Thank you! I haven't been able to find anywhere to get one in London but have just heard that the pet shop down the road can order one in for mid January. Only problem is that it is coming from a rodent farm and, reading around the forum, that doesn't seem to be a great source in general. Any feedback on that?


----------



## UrolithicTitan (Sep 12, 2010)

desiap said:


> Thank you! I haven't been able to find anywhere to get one in London but have just heard that the pet shop down the road can order one in for mid January. Only problem is that it is coming from a rodent farm and, reading around the forum, that doesn't seem to be a great source in general. Any feedback on that?

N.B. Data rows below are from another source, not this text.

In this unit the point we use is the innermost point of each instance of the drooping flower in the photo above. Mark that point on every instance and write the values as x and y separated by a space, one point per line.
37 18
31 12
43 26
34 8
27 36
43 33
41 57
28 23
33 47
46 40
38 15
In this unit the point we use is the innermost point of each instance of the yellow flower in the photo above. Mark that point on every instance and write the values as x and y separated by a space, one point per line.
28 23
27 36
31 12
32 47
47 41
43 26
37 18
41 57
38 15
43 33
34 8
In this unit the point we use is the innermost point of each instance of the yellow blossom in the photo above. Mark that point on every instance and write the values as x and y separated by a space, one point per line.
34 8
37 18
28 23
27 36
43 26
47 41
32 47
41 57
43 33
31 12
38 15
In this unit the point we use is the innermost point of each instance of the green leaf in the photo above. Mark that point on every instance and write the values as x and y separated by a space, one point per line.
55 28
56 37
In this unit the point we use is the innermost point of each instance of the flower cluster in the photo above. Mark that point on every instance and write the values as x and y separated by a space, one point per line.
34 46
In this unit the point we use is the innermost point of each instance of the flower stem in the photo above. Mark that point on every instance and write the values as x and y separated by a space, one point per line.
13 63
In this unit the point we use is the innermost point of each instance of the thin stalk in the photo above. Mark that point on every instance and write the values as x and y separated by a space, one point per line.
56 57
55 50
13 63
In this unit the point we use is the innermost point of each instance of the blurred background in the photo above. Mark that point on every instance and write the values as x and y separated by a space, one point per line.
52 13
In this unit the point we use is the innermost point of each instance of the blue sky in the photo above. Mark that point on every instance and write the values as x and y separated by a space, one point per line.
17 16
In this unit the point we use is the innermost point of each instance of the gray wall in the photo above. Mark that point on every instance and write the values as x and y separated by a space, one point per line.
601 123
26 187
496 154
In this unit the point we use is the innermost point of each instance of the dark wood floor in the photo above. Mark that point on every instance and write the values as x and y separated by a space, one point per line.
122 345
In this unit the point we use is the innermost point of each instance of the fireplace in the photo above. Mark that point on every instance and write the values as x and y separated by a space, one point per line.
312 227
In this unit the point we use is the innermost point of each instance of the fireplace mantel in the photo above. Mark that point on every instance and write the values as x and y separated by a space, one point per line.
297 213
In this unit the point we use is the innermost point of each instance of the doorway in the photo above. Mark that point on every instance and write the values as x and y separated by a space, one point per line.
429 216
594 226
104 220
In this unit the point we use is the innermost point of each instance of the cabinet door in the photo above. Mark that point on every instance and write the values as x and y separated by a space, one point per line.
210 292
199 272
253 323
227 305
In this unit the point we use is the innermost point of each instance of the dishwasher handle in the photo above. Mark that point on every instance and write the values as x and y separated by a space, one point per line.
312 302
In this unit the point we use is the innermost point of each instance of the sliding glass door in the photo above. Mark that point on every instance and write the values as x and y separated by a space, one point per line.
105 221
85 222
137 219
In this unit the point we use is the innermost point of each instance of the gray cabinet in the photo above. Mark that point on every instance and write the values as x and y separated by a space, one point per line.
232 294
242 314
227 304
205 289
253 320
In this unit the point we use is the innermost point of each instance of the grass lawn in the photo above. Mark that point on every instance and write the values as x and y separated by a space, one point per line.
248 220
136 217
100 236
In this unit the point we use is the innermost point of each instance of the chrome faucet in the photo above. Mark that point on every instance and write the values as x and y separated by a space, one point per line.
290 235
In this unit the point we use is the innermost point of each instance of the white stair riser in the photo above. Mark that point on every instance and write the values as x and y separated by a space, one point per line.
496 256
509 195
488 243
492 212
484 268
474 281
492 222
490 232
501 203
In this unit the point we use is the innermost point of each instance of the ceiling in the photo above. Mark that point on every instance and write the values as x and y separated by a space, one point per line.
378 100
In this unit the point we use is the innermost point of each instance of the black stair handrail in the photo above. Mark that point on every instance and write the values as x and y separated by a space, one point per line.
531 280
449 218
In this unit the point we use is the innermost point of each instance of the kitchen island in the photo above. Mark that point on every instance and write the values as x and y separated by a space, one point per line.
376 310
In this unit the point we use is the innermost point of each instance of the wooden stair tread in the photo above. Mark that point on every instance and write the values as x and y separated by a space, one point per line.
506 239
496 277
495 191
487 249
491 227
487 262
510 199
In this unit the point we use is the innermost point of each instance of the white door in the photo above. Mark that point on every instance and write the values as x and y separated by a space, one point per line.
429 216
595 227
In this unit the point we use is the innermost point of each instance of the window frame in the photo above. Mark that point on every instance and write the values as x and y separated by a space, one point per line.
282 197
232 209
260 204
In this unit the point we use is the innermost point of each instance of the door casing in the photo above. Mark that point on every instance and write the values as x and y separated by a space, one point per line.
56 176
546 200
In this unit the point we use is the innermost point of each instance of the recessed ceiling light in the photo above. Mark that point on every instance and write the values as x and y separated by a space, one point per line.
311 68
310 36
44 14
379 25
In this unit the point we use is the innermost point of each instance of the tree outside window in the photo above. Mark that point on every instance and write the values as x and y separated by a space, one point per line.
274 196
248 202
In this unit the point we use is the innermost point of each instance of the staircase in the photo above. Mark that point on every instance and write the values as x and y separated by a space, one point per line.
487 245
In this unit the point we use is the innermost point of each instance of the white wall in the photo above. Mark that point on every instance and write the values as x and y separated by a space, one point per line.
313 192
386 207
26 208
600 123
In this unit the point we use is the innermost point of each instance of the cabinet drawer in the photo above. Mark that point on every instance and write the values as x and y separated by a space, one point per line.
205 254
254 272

I tend to avoid most large scale mammal breeders, as most really don't put the same effort into their care. I got my 'little' guy from a breeder from the south of Wales I believe, great guy to deal with and quite the Duprasi nut himself.


----------



## julieszoo (Dec 22, 2012)

You might want to contact the national gerbil society as many of their members keep small exotics too. I must admit I found the duprasi I owned a few years ago to be quite dull compared to jirds etc but I would def look for a breeder not a rodent farm. I have 3 persian jirds myself atm and they are very handlable as they were bought from an enthusiast with time to spend on each animal and not a large scale concern.


----------